Smith agreed that early entry into the STEM fields enables children to “see themselves” in those fields, and not just assume “I can’t do math; I can’t do science.”
“It also helps a lot of students who might naturally be more mechanical – it gives them another avenue – and it just makes science fun,” Smith said. “At the end of the day, we ask the faculty, ‘Are the kids happy?’ That’s the bottom line; that’s how we gauge everything, because a happy kid is going to be a successful kid.”
The individualized attention is working. In recent years, Our Lady of the Lake alumni have been among the top graduates at St. Paul’s, St. Scholastica Academy, Archbishop Hannan and Jesuit high schools. Its students also consistently score in the top 10% in every elementary grade level that is tested, Smith said.
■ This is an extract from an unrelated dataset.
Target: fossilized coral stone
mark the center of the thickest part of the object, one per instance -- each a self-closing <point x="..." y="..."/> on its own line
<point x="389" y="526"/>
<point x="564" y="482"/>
After the 2020 designation was announced by Secretary DeVos, Smith addressed his students in a live feed from the school’s Media Center, backed by blue streamers and letter-shaped balloons spelling out “#3peat.” Each student received a garland of blue beads, blue cookies and classroom visits from their school mascot, OLLie the Cardinal.
Our Lady of the Lake was one of four Louisiana non-public schools to receive the 2020 Blue Ribbon; the other three are located in Baton Rouge and Lafayette.